By Jonathan Bues
Our editors’ third and final day at Geneva’s premier watch show brought them into contact with several of SIHH’s most technically sophisticated watches.
Highlights of day three included a grand reveal from Greubel Forsey, which this year presented its first ever chiming watch. Best known for their complex tourbillon watch escapements, this is Greubel Forsey’s interpretation of watchmaking’s most difficult-to-make mechanism, the Grand Sonnerie. The Grand Sonnerie is a feature that chimes the time at the beginning of each hour, as well as each consecutive quarter-hour. In addition to providing this aural information, the Greubel Forsey Grand Sonnerie is also a minute repeater. This means that it will chime the complete time, right down to the minute, when its owner presses a small button integrated into the watch’s crown. Ever the perfectionist, company co founder Stephen Forsey has been wearing a prototype version of this watch surreptitiously in the field for more than two years, only now deciding it was ready to go to market. While presenting the new timepiece, one of Forsey’s colleagues told us that the watchmaker left the feature enabled during a long flight, telling his neighboring passengers that the sound they were hearing was emanating from his cell phone, lest his secret get out.
A. Lange & Sohne
Routinely one of the most exceptional exhibitors at SIHH, A. Lange & Sohne has a reputation as a watchmaker that appeals to the collecting cognoscenti. Lesser known among non watch collectors, Lange, as the brand is affectionately known by its patrons, is not even Swiss, but German, hailing from the small village of Glashutte, which some refer to as “Little Switzerland.”
This year, Lange presented an Annual Calendar watch in its 1815 range of dress watches. The annual calendar mechanism tracks the date through a complex series of gears that is programmed to understand that some months last for 30 days and others for 31. In practical terms, this means that the watch’s owner need only reset the date once per year, at the end of February. In addition to displaying the month and the date, the 1815 Annual Calendar also shows the day of the week and the moon phase via a meticulously hand-finished mechanical movement that makes this watch, available in white and pink gold versions, every bit as beautiful inside as out.

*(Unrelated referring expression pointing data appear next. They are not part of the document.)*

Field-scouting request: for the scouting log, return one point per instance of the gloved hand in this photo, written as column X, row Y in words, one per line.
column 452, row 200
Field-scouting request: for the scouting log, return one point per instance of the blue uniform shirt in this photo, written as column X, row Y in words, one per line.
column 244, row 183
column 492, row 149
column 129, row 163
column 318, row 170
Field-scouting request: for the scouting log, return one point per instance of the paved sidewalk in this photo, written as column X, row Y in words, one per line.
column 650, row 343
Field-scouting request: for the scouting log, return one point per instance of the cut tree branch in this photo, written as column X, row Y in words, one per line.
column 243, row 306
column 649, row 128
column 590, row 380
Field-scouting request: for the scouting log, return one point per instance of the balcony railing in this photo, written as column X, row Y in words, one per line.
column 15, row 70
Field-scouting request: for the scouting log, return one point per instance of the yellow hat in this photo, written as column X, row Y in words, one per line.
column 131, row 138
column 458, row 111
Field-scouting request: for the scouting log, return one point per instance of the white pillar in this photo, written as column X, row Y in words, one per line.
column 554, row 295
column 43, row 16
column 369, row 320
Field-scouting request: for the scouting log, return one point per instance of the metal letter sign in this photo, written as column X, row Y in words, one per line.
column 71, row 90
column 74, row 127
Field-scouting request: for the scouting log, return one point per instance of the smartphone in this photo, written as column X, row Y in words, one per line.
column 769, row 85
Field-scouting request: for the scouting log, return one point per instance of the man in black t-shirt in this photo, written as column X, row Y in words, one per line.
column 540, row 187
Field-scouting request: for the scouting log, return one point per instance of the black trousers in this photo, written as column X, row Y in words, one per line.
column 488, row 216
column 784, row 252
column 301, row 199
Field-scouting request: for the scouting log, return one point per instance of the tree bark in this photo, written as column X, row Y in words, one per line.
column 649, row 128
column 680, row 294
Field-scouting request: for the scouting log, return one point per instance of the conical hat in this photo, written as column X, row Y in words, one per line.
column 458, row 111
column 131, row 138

With its Innovision 2, Ulysse Nardin presents the latest developments from its industry-leading R&D department, which pioneered the use of silicon in watchmaking in 2001 with its provocatively named Freak. The Innovision 2 boasts a number of technical improvements over previous Ulysse Nardin watches in its escapement alone. These include a silicon constant force escapement which ensures that the watch runs just as accurately when it’s fully wound as when it’s nearing the end of its power reserve. The Innovision 2’s oddly shaped balance wheel features a number of paddle-like extensions that radiate from its center. These, the company says, are shaped in order to create positive air friction, which reduces turbulence and discrepancies in the watch’s precision.